Les débats sur Twitter sont houleux à ce sujet.

Pour faire court, je m'étonne toujours quand je vois des collectifs de "précaires" (je mets des guillemets car je définis le sens du mot tel que je l'utilise 2 paragraphes plus bas) défendre les postes de demi-ATER (que je vois bêtement comme une aberration), ou se battre contre la limitation de la durée des thèses.

Généralement, assez rapidement, on me fait comprendre que je suis un néo-libéral macroniste à tendance fascisante. Comme le débat sur twitter est souvent complexe, de par la nature même de ce réseau, et encore plus aujourd'hui dans un climat un peu tendu d'indignation quasi-permanente à tous propos, je voudrais profiter du fait que ce blog existe toujours pour poser au calme quelques éléments (au moins, en un sens, je suis chez moi).

 

Tout d'abord, entendons-nous bien sur la définition de "précaire": je ne vais ici parler que des doctorants non financés spécifiquement pour leur travail de thèse (et qui ne sont par ailleurs pas en poste par exemple dans l'Education Nationale). Ce terme s'applique également à tous les personnels en post-formation sur des contrats CDD (post-doctorat, ATER post-thèse, ingénieur d'études ou de recherches etc), même si ici le propos sera axé sur des problèmes concernant les doctorants. Je trouve personnellement abusif de définir un doctorant financé comme "précaire": il est bien évidemment en CDD, puisque financé pendant la durée de sa formation, à ce stade non achevée, et dont la durée normale est de 3 ans.

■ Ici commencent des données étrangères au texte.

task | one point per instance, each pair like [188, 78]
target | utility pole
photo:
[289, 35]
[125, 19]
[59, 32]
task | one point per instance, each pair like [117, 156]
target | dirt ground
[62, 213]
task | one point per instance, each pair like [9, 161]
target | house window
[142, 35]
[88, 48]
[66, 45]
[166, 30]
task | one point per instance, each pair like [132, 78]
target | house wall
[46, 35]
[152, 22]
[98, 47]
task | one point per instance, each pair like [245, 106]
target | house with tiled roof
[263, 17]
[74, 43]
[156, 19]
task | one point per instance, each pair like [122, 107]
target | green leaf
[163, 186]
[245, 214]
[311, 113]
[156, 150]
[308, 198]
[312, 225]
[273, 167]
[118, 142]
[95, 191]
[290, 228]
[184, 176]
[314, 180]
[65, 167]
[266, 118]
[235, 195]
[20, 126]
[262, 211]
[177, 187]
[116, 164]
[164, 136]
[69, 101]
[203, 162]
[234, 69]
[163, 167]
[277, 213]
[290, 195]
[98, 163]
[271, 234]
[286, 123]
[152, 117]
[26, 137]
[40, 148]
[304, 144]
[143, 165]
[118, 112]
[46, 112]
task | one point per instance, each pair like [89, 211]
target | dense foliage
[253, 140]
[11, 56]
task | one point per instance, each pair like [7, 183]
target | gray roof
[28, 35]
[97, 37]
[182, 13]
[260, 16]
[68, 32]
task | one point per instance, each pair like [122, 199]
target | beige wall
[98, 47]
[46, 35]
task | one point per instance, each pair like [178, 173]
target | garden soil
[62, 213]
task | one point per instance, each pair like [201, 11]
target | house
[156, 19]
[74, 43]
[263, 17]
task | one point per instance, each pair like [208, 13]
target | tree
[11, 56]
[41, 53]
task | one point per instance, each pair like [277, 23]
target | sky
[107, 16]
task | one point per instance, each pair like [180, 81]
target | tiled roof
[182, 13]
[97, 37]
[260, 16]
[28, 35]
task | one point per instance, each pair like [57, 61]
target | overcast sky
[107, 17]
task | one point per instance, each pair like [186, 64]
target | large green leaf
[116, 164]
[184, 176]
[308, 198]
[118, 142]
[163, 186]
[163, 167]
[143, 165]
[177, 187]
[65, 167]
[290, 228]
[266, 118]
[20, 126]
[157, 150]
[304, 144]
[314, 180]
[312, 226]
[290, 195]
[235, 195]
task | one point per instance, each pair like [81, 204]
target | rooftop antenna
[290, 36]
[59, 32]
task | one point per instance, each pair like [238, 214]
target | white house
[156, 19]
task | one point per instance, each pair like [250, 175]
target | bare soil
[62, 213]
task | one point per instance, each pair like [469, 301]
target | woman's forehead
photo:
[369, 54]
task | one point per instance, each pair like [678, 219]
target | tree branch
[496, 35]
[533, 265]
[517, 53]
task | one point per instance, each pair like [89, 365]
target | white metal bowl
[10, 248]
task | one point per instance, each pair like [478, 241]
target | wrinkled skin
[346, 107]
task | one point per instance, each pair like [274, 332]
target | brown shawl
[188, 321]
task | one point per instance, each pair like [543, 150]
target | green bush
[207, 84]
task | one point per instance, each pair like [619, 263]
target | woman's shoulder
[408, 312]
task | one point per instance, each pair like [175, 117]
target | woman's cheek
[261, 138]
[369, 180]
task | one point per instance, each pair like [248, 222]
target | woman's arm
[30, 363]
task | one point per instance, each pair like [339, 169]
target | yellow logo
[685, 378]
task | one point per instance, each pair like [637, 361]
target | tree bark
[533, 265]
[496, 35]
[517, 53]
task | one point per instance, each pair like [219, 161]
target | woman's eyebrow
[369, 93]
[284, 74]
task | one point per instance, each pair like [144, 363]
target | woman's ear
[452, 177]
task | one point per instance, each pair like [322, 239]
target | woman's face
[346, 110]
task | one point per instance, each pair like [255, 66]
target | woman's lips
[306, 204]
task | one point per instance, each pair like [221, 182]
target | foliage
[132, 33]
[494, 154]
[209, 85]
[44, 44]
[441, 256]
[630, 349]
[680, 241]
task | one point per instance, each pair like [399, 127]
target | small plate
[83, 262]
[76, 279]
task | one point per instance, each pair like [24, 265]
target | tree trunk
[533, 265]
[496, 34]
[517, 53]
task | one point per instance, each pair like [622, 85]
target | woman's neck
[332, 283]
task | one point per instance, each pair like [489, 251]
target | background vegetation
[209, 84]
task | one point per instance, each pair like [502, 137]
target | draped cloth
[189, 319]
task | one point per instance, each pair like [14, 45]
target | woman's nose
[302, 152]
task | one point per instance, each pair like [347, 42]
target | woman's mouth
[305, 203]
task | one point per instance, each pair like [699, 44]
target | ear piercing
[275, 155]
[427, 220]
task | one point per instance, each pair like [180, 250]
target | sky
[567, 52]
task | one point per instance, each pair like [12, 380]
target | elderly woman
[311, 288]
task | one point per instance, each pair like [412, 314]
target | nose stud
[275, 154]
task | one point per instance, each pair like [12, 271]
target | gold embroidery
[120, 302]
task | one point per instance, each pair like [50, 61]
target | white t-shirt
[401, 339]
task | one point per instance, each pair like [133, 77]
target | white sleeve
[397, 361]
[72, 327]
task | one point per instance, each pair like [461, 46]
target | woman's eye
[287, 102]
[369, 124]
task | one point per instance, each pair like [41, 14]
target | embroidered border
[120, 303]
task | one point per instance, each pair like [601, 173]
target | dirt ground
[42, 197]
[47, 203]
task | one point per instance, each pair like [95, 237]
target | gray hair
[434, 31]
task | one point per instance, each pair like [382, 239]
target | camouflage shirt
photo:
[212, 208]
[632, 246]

Enchaînons donc avec la durée des thèses: depuis 2006 au moins (mais probablement bien avant, j'ai la flemme de remonter le temps), il est écrit dans l'arrêté" La préparation du doctorat s'effectue, en règle générale, en 3 ans. Des dérogations peuvent être accordées, par le chef d'établissement, sur proposition du directeur de l'école doctorale et après avis du directeur de thèse et du conseil de l'école doctorale, sur demande motivée du candidat. La liste des bénéficiaires de dérogation est présentée chaque année au conseil scientifique". La durée moyenne des thèses (toutes disciplines confondues) étant de 4 ans, il est probable que l'arrêté n'ait jamais vraiment été appliqué, en tout cas dans sa partie "administrative".

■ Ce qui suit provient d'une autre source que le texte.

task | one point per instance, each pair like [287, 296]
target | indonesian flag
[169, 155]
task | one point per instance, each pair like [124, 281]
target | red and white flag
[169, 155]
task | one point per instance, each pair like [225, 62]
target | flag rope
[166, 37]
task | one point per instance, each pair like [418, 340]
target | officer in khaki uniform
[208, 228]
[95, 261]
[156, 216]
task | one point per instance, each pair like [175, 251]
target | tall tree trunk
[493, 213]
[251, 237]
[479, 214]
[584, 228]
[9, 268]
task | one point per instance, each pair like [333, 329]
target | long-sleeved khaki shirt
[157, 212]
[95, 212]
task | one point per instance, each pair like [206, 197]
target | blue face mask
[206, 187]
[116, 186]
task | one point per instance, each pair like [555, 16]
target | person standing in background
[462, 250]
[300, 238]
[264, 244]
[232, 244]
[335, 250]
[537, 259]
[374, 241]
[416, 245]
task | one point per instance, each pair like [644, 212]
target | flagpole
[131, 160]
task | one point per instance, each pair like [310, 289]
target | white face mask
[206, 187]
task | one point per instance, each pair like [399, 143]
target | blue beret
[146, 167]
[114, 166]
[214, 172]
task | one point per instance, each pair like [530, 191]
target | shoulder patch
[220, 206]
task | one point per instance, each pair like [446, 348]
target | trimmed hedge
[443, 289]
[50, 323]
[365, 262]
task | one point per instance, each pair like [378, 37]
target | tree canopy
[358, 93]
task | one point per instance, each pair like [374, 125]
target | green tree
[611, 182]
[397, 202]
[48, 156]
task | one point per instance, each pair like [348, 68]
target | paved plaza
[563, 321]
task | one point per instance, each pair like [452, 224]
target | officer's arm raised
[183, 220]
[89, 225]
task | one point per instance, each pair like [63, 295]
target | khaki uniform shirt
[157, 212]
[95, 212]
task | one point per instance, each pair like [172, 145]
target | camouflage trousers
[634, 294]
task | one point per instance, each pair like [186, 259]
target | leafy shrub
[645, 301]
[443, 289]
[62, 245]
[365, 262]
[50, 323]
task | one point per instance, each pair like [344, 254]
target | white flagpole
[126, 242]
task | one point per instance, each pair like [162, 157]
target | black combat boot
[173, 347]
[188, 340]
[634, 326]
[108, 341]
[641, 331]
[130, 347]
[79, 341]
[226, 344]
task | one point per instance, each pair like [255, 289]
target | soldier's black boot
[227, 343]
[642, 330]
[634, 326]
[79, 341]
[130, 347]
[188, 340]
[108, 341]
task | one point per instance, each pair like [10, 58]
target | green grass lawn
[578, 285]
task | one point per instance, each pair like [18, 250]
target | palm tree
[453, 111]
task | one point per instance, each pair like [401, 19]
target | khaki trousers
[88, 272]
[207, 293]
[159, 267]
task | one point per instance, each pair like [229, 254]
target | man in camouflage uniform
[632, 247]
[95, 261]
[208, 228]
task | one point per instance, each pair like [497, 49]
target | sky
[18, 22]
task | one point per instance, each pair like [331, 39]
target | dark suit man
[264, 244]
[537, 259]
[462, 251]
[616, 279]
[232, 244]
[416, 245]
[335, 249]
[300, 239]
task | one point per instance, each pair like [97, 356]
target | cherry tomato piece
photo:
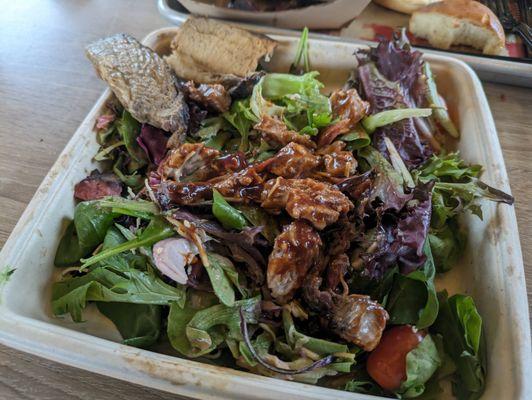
[387, 363]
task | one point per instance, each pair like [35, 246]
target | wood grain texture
[46, 89]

L'arrêté de 2016 se veut plus spécifique: "La préparation du doctorat, au sein de l'école doctorale, s'effectue en règle générale en trois ans en équivalent temps plein consacré à la recherche. Dans les autres cas, la durée de préparation du doctorat peut être au plus de six ans.
Des prolongations annuelles peuvent être accordées à titre dérogatoire par le chef d'établissement, sur proposition du directeur de thèse et après avis du comité de suivi et du directeur d'école doctorale, sur demande motivée du doctorant. La liste des bénéficiaires de ces dérogations est présentée chaque année au conseil de l'école doctorale et transmise à la commission de la recherche du conseil académique ou à l'instance qui en tient lieu dans les établissements concernés."

On précise donc que 3 ans est la durée "normale" en équivalent temps plein. Ainsi, un enseignant du secondaire peut l'effectuer en 6 ans (on omettra ici qu'un enseignant du secondaire sans décharge appropriée occupant déjà un temps plein, le compte n'y est pas vraiment...). Mais je m'étais déjà il y a quelques temps interrogé sur la question subtile de la durée des thèses, n'y revenons pas.

 

Ce qui m'intéresse dans l'arrêté de 2016, c'est le rôle du directeur de l'école doctorale: " L'inscription est renouvelée au début de chaque année universitaire par le chef d'établissement, sur proposition du directeur de l'école doctorale, après avis du directeur de thèse et, à partir de la troisième inscription, du comité de suivi individuel du doctorant. En cas de non-renouvellement envisagé, après avis du directeur de thèse, l'avis motivé est notifié au doctorant par le directeur de l'école doctorale. Un deuxième avis peut être demandé par le doctorant auprès de la commission recherche du conseil académique ou de l'instance qui en tient lieu, dans l'établissement concerné. La décision de non-renouvellement est prise par le chef d'établissement, qui notifie celle-ci au doctorant.
Lors de l'inscription annuelle en doctorat, le directeur de l'école doctorale vérifie que les conditions scientifiques, matérielles et financières sont assurées pour garantir le bon déroulement des travaux de recherche du doctorant et de préparation de la thèse."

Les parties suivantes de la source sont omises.